Getting into the world of older kids is different. Watch their TV shows or movies. At first your kids may wonder if you're spying on them, but explain you just want to hang out.
You may need to resist the strong impulse to get up and do something else. Even if you're not fascinated by Facebook or Twitter ask questions about the friends they chat with online or blogs that they like to start conversation with your kids.

3) Keep it real.
As hard as it may be, recounting our missteps can help kids who are 12 and older learn from our errors. They also get to see we're not perfect.
One day I shared with my nephew Isaac some history about my friendships. I told him about my best friend in primary school and how we drifted apart in secondary school, and about my two best friends in college and how we've lost touch. The point? Friends come and go, but don't let a friendship die because of bitterness or lack of attention.
Such personal information can be embarrassing to tweens or teenagers. If your kids feel awkward, try talking in the car, where the conversation isn't face to face.

4) Enjoy family time.
A simple way to connect with your kids is eating together as a family. This is easy to do when they're little, but as kids get older, sports and other activities compete with the family mealtime.
It is a commitment to share dinner together, even if it's only 15 minutes.
The difficulty is keeping kids on track.
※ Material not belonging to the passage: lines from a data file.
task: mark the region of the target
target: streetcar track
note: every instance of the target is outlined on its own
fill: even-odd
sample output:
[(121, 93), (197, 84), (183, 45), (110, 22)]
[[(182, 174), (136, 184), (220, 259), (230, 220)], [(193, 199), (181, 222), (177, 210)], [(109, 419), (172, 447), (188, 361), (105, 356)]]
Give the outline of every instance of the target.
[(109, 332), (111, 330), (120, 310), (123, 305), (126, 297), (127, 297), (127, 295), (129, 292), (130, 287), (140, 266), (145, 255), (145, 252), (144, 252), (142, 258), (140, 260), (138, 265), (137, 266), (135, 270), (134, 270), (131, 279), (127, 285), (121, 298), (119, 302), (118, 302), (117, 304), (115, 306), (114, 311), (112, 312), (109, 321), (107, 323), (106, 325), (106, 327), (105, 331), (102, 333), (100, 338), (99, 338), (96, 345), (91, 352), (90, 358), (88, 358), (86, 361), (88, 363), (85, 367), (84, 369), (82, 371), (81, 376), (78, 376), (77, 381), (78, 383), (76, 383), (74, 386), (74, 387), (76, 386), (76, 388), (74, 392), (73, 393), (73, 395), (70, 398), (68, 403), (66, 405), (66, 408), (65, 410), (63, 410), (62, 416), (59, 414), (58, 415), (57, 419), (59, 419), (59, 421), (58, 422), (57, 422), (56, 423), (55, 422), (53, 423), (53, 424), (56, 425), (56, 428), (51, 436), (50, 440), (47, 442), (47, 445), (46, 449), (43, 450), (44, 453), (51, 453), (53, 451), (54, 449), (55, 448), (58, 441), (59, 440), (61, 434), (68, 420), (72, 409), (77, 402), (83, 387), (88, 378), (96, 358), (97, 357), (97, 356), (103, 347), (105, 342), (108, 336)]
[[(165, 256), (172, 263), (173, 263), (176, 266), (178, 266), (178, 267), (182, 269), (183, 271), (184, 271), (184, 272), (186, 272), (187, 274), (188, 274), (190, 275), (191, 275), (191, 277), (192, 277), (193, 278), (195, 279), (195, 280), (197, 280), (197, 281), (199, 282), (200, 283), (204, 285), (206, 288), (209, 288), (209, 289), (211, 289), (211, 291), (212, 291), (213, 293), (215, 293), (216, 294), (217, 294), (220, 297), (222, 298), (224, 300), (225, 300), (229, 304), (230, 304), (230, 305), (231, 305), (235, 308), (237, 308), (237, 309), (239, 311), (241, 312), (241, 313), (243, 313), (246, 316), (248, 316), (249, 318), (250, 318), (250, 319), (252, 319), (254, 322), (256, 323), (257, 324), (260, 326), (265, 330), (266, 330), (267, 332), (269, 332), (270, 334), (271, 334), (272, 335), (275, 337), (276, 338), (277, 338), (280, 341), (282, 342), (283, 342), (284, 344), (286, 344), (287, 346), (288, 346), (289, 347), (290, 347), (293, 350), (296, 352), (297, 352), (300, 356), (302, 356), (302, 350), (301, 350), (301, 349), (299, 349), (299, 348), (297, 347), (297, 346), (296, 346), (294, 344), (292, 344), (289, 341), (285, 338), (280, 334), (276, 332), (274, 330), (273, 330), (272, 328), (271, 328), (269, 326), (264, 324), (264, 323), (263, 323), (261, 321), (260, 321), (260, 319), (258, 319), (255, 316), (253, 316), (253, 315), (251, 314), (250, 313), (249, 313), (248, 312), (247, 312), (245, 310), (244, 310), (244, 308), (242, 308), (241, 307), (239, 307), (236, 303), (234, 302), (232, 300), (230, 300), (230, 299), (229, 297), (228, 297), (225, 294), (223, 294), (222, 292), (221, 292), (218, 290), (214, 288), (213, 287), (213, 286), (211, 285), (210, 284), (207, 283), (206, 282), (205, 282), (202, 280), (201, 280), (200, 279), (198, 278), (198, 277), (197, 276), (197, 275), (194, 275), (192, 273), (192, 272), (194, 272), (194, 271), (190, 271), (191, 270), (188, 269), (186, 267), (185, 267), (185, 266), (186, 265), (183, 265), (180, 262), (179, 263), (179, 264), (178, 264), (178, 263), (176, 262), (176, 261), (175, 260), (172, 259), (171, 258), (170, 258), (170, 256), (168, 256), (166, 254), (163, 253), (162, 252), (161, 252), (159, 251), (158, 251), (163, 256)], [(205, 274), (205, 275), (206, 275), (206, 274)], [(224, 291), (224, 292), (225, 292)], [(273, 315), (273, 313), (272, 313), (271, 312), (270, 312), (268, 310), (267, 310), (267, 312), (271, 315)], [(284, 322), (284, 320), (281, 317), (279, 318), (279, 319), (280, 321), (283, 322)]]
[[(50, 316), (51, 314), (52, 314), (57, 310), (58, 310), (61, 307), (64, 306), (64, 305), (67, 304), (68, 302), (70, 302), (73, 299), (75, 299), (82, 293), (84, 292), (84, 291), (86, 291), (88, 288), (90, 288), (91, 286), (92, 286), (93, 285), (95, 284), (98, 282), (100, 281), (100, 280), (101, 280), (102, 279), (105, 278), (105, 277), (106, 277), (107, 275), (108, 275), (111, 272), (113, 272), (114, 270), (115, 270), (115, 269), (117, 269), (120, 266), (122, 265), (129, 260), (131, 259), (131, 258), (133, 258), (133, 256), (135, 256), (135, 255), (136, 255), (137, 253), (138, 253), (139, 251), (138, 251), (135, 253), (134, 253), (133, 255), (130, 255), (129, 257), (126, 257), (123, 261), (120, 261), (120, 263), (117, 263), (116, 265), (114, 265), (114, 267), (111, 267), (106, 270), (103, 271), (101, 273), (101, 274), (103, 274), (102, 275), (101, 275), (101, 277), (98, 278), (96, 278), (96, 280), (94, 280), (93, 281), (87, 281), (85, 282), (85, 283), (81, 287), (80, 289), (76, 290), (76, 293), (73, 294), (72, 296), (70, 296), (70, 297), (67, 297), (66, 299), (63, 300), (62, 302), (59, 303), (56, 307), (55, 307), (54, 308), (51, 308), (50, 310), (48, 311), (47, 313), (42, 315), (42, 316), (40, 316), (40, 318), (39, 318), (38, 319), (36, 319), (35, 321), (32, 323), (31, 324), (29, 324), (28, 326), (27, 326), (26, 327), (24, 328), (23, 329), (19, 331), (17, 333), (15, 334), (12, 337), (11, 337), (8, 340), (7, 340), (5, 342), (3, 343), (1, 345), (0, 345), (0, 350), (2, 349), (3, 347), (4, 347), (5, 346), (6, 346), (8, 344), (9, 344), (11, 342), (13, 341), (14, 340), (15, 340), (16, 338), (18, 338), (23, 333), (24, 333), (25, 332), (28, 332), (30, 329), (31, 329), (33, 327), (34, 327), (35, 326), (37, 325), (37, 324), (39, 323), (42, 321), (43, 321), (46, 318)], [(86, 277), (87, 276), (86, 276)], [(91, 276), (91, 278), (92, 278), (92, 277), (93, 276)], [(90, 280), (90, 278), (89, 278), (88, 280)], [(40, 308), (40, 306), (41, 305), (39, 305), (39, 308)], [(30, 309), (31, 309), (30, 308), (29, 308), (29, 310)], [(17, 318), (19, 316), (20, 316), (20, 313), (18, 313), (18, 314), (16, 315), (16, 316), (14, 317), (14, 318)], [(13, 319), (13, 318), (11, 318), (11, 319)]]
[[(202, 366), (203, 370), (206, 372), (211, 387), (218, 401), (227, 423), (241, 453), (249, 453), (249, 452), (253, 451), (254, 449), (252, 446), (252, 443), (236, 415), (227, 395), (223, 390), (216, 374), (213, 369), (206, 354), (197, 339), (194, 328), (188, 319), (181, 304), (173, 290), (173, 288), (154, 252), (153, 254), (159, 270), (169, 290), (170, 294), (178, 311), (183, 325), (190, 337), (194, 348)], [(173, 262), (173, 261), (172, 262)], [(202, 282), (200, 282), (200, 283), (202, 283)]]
But you need to be alert.
There are other kinds of shared time, of course, such as going to a football game. But don't assume you've connected with your kids just because you were at the same event. Shared time involves asking questions ("What did you think about that referee's call?") and exchanging ideas ("I remember coming here with Grandpa").

5) Do projects together.
We all have things we want to do — alone. Even if we're not thrilled about cleaning the garden, we'd rather do it by ourselves than supervise a team of rowdy kids.
Planning to paint a room in your house is an opportunity to teach and connect with your kids. It is transforming painting from a chore into a wonderful memory.
You'll need to think and pray about the right level of involvement for your children based on their ages and experience. Count on this: The project may take longer, and your children will not do things like you would. If you can accept these facts, you'll discover an endearing, enjoyable time.

6) Be silly.
This isn't just for small ones. Older kids like it when you act silly, too — even though you might hear, "Oh, Dad, stop it" or "This person is not my mother."
Embarrassing children in public is not a good idea, but having fun in private keeps things light and makes you approachable. So go ahead, do the goofy dance, make funny faces, sing silly songs. The means to build strong, durable bonds with your kids is within you. Just ask God to show you the way, and start connecting with your kids today.